In regards to the big news this week about Sony buying Alamo Drafthouse, no one anywhere has mentioned that this is not their first time at the rodeo. Quite the opposite – you’d think this recent purchase of theirs was some kind of revolutionarily huge new 21st-century deal.

As we’ve been saying for a while, nobody knows anything any more. By contrast, we like to look things up — on our own, not with AI. Like this:
 


 

Sony has always been able to get into the exhibition business because the 1949 Paramount Decree only applies to movie companies that were in business at the time. Sony bought Columbia in 1989.

And so as they once did they now are again. Wonder how long they’ll keep at it this time?

 

Barely a week into its run, the 10-screen Sony Theaters Lincoln Square complex, the new flagship of the Japanese-owned chain, is drawing record crowds, company figures show, including gawkers drawn by the outsize sidewalk video screen, a monumental mural of filmdom nostalgia and electronic panels flashing show times.

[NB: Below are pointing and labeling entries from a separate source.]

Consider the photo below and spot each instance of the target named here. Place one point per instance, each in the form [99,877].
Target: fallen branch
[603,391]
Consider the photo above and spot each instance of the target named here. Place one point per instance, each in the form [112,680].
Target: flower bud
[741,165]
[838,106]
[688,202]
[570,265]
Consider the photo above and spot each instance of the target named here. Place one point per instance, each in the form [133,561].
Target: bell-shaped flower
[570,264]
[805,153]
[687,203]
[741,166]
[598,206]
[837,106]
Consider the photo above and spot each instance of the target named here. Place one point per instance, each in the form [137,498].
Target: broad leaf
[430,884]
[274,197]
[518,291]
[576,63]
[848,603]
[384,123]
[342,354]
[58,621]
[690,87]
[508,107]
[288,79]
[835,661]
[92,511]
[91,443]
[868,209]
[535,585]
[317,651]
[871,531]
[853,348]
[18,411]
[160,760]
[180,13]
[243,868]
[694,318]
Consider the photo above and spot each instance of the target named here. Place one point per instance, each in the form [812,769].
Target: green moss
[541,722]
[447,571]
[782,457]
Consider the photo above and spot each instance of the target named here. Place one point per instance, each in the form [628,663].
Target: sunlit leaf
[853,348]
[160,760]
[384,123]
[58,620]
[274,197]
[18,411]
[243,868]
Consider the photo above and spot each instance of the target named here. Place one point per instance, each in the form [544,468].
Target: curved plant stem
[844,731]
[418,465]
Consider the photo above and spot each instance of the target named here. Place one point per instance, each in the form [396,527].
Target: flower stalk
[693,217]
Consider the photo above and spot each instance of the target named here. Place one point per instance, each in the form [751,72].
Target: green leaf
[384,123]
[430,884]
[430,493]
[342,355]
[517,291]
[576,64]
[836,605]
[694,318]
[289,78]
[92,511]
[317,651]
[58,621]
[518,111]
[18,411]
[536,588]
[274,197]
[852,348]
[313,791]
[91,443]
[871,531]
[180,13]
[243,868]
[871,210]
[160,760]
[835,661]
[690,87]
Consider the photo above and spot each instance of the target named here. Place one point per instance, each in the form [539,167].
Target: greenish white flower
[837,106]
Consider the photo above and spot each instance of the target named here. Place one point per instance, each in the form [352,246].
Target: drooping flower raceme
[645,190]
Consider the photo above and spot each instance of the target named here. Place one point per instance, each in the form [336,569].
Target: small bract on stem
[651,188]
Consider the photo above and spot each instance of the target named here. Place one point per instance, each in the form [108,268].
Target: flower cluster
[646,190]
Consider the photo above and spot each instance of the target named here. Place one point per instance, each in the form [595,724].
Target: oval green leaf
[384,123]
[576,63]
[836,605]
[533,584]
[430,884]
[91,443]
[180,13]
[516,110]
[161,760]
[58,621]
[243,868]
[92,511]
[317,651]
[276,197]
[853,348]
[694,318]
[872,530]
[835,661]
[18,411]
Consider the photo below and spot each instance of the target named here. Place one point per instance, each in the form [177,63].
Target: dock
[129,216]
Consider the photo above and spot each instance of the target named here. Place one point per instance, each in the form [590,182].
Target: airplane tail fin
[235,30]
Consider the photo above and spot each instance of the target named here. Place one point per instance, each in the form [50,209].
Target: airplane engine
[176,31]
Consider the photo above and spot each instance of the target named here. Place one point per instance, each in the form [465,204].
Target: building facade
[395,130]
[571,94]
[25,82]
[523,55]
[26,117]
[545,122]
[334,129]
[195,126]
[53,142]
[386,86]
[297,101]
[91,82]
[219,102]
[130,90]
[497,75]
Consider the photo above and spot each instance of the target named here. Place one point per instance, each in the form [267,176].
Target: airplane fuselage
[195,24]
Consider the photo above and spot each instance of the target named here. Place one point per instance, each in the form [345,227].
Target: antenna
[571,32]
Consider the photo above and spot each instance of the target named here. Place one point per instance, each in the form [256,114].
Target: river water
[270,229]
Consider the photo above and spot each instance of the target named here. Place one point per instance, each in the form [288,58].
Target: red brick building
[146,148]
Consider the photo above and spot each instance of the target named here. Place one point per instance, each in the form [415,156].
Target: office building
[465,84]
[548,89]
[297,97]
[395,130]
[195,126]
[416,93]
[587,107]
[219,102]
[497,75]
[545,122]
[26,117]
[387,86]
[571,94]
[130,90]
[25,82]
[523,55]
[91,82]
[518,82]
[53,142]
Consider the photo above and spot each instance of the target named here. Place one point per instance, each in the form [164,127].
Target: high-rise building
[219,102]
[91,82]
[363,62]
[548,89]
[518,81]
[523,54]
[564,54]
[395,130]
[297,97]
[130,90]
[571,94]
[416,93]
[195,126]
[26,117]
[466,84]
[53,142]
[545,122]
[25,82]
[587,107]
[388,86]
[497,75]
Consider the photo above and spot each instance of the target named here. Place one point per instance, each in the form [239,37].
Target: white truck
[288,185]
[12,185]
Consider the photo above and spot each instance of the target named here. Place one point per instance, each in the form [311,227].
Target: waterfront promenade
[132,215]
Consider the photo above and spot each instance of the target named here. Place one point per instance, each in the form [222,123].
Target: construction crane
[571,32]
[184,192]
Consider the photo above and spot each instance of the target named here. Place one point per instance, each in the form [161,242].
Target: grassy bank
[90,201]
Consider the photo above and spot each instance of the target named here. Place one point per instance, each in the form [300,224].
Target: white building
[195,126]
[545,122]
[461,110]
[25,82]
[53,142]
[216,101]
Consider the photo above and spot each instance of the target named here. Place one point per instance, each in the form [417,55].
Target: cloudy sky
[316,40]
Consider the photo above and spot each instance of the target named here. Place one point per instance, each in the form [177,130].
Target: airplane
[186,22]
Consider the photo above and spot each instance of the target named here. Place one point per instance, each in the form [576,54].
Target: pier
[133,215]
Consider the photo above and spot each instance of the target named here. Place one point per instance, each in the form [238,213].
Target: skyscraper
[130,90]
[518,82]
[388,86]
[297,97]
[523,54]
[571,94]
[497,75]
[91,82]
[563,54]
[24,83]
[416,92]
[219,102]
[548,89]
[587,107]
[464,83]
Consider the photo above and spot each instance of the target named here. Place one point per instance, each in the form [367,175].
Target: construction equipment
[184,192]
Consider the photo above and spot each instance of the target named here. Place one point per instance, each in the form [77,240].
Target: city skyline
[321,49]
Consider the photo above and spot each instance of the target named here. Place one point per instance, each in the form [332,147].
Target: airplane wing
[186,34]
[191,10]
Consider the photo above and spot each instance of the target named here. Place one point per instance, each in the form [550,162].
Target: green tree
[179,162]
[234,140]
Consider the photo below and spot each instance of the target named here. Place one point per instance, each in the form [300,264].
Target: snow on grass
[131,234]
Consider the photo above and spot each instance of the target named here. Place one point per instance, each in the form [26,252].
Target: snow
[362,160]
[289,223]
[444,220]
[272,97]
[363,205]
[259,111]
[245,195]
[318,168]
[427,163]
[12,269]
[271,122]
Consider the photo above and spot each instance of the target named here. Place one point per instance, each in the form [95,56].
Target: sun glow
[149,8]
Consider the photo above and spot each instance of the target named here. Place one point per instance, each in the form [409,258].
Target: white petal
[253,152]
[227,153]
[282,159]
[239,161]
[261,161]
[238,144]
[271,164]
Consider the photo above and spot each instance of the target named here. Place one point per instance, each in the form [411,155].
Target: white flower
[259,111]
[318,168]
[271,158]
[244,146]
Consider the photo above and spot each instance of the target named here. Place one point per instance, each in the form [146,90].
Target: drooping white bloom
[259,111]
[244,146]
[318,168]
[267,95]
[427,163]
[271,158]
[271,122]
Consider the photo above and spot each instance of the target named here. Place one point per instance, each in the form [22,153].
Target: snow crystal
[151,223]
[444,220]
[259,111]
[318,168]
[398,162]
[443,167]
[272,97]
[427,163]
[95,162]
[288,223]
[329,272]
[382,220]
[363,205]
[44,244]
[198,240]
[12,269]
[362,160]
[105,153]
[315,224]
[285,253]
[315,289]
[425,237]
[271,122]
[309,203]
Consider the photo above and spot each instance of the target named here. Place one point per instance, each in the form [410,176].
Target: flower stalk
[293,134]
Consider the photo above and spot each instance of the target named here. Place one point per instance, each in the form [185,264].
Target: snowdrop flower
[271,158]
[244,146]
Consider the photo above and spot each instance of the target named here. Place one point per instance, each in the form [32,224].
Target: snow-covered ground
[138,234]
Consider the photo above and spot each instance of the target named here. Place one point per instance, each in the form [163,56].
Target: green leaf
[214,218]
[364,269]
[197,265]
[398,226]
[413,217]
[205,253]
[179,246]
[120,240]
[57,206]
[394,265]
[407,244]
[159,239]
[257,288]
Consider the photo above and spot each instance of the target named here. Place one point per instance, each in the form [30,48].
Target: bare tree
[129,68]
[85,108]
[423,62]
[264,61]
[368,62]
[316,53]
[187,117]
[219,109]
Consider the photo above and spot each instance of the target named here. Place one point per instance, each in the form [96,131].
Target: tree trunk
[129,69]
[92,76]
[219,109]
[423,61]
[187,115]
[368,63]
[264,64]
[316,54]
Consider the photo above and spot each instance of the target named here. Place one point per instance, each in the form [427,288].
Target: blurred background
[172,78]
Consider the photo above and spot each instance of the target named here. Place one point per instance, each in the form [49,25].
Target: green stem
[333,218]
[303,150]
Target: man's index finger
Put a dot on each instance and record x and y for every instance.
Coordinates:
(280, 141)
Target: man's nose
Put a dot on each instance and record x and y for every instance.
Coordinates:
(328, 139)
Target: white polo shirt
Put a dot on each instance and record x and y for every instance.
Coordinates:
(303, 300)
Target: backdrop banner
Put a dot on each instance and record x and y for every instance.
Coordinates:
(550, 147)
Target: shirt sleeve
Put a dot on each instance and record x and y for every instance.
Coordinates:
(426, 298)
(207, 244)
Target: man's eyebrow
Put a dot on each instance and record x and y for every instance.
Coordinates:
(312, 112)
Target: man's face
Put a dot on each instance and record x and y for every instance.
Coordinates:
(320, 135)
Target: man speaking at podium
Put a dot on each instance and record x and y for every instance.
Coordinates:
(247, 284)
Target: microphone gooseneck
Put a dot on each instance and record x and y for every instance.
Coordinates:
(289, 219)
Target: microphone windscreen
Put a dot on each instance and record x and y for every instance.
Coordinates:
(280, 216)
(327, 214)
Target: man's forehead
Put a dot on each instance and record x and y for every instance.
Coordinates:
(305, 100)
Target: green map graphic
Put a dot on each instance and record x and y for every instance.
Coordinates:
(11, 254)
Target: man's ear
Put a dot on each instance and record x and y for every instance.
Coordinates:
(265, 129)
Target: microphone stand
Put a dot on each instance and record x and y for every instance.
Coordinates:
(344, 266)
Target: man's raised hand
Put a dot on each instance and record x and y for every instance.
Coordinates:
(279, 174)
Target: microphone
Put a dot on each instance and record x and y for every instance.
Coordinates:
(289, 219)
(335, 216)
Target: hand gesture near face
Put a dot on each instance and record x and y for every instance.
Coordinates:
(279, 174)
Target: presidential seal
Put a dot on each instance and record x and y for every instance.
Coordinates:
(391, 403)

Inside, patrons find gift shops, black and gold palm trees, faux movie palaces, and ushers wired like secret service agents who practically wrestle people down to say hello.

Many visitors seem taken aback by the unexpected salutation and genuinely puzzled by such amenities as the indoor box office, actually a counter of ticket takers, which obviates cold outdoor lines and pathetic questions like, “Is this the ticket-holder’s line?”

… Occupying the site of a demolished post office at Broadway and 68th Street in what Sony considered one of the “underscreened” areas of the West Side — between Lincoln Center and Sony’s multiplex at 84th Street and Broadway — the Lincoln Square complex has become something of a show of its own.

 

Both these theaters on Broadway in the UWS are now owned by AMC. The Lincoln Square and Empire on 42nd Street alternate back and forth with Burbank as the chain’s highest grosser.

And they’re all kind of cruddy there too, in NYC. Some of the floors look like storage areas.